Glencore licenses Horne 5 operations to Falco Resources

A rendering of Falco Resources’ planned Horne 5 mine in Rouyn-Noranda, Québec. (Courtesy of Falco Resources.)

Falco Resources (TSXV: FPC) has entered into an operating license and indemnity agreement (OLIA) with Glencore Canada allowing Falco to use part of Glencore’s lands. Falco intends to develop and operate its wholly owned Horne 5 copper-zinc mine at Rouyn-Noranda, Quebec.

The agreement includes the creation of a technical committee consisting of two nominees from Glencore and two from Falco to ensure that operations of Glencore’s Horne copper smelter are not adversely affected. A similar strategic committee will also be created. Glencore will appoint one nominee to Falco’s board of directors.

Glencore will retain priority over the operations of the Horne 5 project. Falco must make financial assurances, guarantees, and indemnification to Glencore to cover risks and losses to the smelter. Glencore retains the right to require remediation, suspension, or other risk mitigation to protect the Horne smelter.

The successful completion of the OLIA combined with life-of-mine copper-zinc concentrate offtake agreements with Glencore allows Falco to advance its Horne 5 project, said Falco president and CEO Luc Lessard. The company is moving forward with permitting and financing for the project.

The Horne 5 mine is to be developed below the historic Horne mine, which was operational from 1927 to 1976 and produced 11.6 million oz. of gold and 2.5 billion lb. of copper. The environmental impact assessment is currently under review.

As per the 2021 feasibility study, the Horne 5 project has proven and probable reserves of 80.9 million tonnes grading 0.17% copper, 0.77% zinc, 1.44 g/t gold, and 14.14 g/t silver.

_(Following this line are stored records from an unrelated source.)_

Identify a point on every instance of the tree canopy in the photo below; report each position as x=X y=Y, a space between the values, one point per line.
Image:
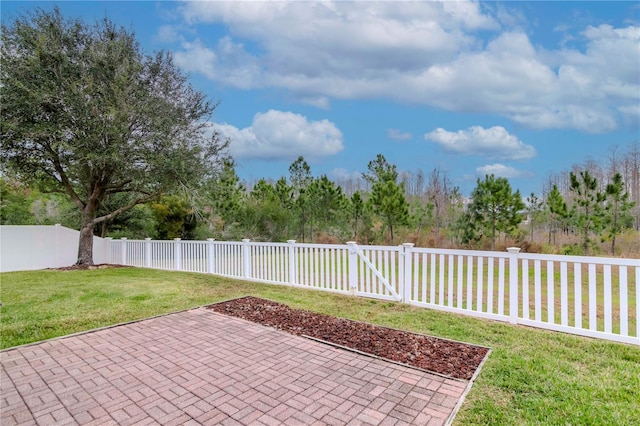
x=495 y=207
x=86 y=109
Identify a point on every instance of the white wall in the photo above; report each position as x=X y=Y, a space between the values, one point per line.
x=30 y=247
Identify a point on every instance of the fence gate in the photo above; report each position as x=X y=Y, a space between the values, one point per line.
x=375 y=276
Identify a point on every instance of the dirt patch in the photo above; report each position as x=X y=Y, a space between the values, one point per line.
x=446 y=357
x=89 y=267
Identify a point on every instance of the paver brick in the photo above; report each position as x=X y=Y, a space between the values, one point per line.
x=199 y=367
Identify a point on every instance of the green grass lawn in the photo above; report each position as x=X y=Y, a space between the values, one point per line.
x=531 y=377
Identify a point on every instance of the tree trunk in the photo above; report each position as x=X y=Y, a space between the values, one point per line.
x=85 y=246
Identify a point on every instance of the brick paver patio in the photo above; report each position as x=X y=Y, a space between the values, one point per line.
x=199 y=367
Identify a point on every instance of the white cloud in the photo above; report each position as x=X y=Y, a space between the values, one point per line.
x=494 y=142
x=500 y=170
x=425 y=53
x=278 y=135
x=398 y=135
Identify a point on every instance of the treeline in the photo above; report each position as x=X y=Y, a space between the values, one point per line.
x=581 y=211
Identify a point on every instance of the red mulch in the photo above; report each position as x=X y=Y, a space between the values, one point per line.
x=446 y=357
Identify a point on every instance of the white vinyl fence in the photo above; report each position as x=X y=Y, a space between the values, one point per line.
x=589 y=296
x=32 y=247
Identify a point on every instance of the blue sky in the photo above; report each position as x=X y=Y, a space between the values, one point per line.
x=519 y=89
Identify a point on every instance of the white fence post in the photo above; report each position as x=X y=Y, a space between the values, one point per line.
x=210 y=255
x=406 y=281
x=123 y=251
x=353 y=266
x=147 y=252
x=109 y=252
x=246 y=258
x=513 y=284
x=292 y=261
x=177 y=254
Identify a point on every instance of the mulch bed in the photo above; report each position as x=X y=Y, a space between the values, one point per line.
x=449 y=358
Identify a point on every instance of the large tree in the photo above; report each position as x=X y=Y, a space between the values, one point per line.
x=85 y=107
x=494 y=207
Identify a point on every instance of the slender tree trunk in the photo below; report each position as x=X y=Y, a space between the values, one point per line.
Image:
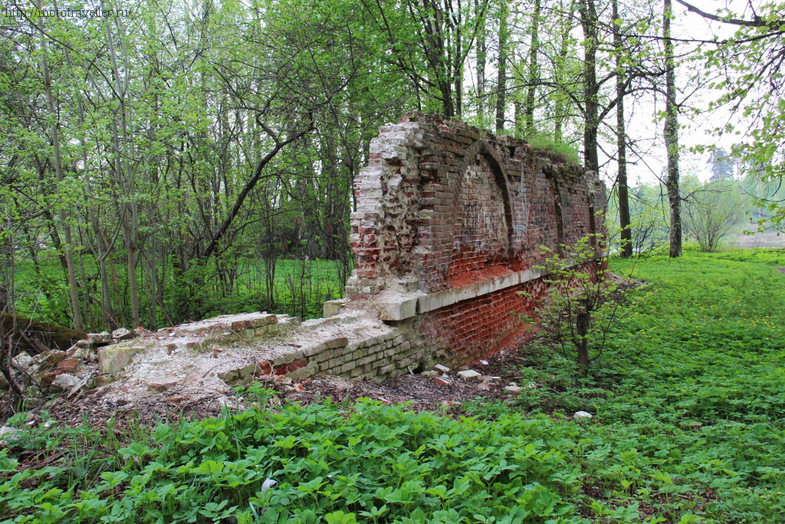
x=621 y=140
x=62 y=214
x=501 y=84
x=559 y=110
x=534 y=71
x=582 y=320
x=672 y=136
x=590 y=87
x=481 y=57
x=128 y=209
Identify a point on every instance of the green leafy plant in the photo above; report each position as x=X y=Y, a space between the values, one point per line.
x=582 y=302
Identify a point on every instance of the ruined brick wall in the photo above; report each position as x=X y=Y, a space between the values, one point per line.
x=449 y=226
x=447 y=233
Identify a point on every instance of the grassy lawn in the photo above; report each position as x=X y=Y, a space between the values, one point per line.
x=689 y=426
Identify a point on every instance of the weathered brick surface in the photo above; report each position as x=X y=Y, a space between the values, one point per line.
x=441 y=203
x=443 y=206
x=446 y=234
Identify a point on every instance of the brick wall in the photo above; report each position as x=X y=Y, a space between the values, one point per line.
x=447 y=233
x=449 y=224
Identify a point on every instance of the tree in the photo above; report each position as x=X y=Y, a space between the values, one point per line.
x=747 y=71
x=582 y=301
x=671 y=134
x=722 y=164
x=712 y=211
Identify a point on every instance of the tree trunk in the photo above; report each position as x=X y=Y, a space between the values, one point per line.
x=590 y=87
x=501 y=84
x=62 y=214
x=672 y=136
x=582 y=331
x=534 y=72
x=621 y=141
x=481 y=57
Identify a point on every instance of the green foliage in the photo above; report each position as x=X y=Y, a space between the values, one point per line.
x=713 y=210
x=561 y=150
x=688 y=397
x=368 y=463
x=688 y=409
x=582 y=301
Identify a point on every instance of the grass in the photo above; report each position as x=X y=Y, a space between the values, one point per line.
x=689 y=426
x=300 y=289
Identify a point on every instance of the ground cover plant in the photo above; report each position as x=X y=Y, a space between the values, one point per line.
x=689 y=426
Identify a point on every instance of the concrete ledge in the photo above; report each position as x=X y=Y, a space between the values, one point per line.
x=408 y=306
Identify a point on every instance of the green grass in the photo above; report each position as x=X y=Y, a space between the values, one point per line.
x=689 y=426
x=301 y=287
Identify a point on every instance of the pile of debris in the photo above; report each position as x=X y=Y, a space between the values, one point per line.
x=62 y=371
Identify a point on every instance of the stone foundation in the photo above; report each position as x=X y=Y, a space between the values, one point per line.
x=448 y=231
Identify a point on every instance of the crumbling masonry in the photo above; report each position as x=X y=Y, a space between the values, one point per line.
x=448 y=230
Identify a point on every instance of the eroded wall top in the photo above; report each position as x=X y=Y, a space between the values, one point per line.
x=443 y=204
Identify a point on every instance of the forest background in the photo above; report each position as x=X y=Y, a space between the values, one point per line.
x=163 y=161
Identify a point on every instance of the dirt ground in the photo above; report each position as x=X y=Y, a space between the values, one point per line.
x=420 y=390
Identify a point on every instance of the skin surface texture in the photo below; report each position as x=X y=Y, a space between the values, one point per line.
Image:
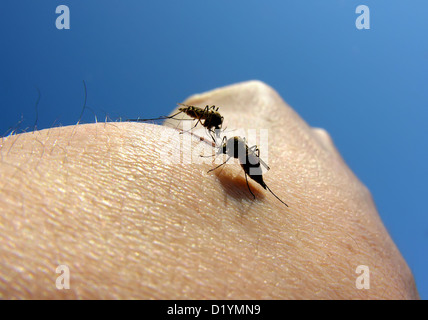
x=115 y=204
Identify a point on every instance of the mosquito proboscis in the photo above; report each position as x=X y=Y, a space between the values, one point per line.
x=249 y=158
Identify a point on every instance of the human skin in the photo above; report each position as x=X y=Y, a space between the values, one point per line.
x=102 y=200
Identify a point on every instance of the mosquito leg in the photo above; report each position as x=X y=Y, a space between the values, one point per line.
x=246 y=179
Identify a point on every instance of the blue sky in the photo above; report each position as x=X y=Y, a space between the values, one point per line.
x=368 y=88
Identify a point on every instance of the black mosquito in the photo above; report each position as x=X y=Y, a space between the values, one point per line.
x=249 y=159
x=209 y=117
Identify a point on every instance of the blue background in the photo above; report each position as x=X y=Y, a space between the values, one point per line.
x=368 y=88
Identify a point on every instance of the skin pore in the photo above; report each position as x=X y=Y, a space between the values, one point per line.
x=103 y=200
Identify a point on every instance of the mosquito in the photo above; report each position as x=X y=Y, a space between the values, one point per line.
x=208 y=117
x=249 y=159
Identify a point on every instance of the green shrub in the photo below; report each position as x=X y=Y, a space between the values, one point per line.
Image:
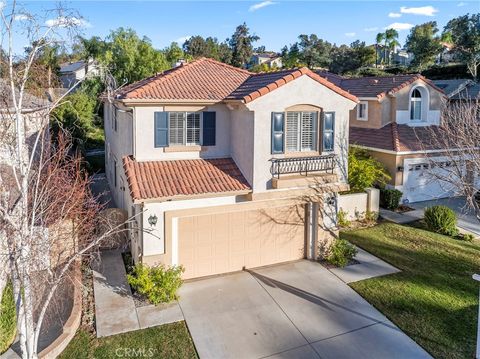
x=341 y=253
x=364 y=171
x=159 y=284
x=467 y=237
x=441 y=219
x=8 y=318
x=370 y=217
x=342 y=218
x=390 y=198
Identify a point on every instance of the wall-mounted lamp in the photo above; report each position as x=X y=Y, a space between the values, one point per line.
x=152 y=220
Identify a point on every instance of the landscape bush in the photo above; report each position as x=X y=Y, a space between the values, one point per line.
x=441 y=219
x=8 y=318
x=341 y=253
x=158 y=284
x=390 y=198
x=365 y=171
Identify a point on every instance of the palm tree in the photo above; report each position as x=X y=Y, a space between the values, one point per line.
x=391 y=36
x=378 y=41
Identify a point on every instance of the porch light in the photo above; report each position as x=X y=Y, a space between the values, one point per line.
x=152 y=220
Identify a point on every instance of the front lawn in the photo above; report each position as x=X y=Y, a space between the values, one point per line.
x=434 y=299
x=166 y=341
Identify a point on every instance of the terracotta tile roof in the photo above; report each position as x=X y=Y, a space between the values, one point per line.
x=378 y=86
x=260 y=84
x=394 y=137
x=207 y=79
x=166 y=179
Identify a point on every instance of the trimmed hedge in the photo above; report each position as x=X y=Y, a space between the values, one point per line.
x=441 y=219
x=390 y=198
x=8 y=319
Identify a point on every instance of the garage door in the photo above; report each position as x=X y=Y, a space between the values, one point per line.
x=226 y=242
x=420 y=183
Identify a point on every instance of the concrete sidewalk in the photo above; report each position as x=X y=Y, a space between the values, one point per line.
x=293 y=310
x=115 y=310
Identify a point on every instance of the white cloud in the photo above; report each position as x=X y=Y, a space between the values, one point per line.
x=20 y=17
x=394 y=14
x=422 y=10
x=182 y=39
x=260 y=5
x=63 y=21
x=399 y=26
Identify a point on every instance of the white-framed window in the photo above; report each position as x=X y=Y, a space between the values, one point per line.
x=184 y=128
x=416 y=105
x=301 y=131
x=362 y=111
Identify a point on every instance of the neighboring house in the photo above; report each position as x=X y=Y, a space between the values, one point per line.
x=72 y=73
x=459 y=89
x=271 y=59
x=35 y=116
x=393 y=121
x=225 y=169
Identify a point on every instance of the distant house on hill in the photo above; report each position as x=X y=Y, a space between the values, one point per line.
x=74 y=72
x=271 y=59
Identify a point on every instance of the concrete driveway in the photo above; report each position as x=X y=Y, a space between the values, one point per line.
x=294 y=310
x=466 y=217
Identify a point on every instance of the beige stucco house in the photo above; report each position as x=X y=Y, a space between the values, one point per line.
x=226 y=169
x=393 y=121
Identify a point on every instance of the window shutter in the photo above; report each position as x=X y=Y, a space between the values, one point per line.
x=161 y=129
x=209 y=128
x=328 y=137
x=278 y=132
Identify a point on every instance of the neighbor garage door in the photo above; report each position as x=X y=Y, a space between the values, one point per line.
x=226 y=242
x=420 y=183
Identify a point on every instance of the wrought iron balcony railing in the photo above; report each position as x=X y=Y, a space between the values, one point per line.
x=302 y=165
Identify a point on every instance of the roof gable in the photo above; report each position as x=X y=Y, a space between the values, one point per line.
x=377 y=86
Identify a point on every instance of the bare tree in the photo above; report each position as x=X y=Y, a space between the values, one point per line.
x=457 y=142
x=48 y=217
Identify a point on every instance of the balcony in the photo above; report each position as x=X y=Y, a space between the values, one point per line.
x=303 y=171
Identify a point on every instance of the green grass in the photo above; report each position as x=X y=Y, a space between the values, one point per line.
x=434 y=299
x=8 y=318
x=166 y=341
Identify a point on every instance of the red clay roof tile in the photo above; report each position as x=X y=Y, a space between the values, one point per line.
x=394 y=137
x=165 y=179
x=207 y=79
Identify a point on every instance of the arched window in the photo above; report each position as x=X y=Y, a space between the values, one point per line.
x=416 y=105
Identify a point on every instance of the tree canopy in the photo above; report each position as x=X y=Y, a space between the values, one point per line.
x=424 y=44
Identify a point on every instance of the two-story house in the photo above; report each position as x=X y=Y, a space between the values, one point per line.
x=225 y=169
x=394 y=120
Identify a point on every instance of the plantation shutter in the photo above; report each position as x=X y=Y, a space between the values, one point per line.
x=161 y=129
x=278 y=132
x=328 y=131
x=209 y=129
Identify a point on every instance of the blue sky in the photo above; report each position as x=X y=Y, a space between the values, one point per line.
x=277 y=22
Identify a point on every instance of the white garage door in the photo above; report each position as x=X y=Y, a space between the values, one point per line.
x=420 y=183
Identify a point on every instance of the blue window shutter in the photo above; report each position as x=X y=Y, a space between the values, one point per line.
x=328 y=127
x=161 y=129
x=209 y=128
x=278 y=132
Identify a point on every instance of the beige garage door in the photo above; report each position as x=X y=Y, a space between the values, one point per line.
x=226 y=242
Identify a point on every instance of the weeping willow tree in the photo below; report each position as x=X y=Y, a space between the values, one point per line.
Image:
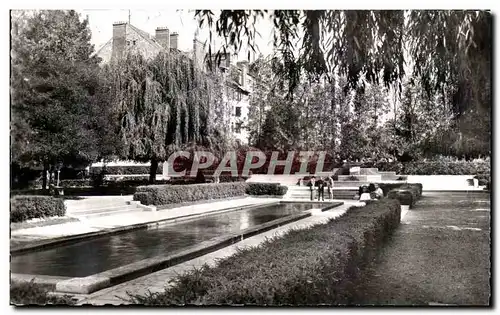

The measured and indicated resource is 105.6 million tonnes of almost identical grades and containing 389.8 million lb. of copper and 1.85 billion lb. of zinc. There is also an inferred resource of 24.3 million tonnes grading 0.19% copper, 0.67% zinc, 1.35 g/t gold, and 21.40 g/t silver.

After taxes, the project has a net present value with a 5% discount of $1.25 billion and an internal rate of return of 27.3%. Payback should occur in 3.5 years.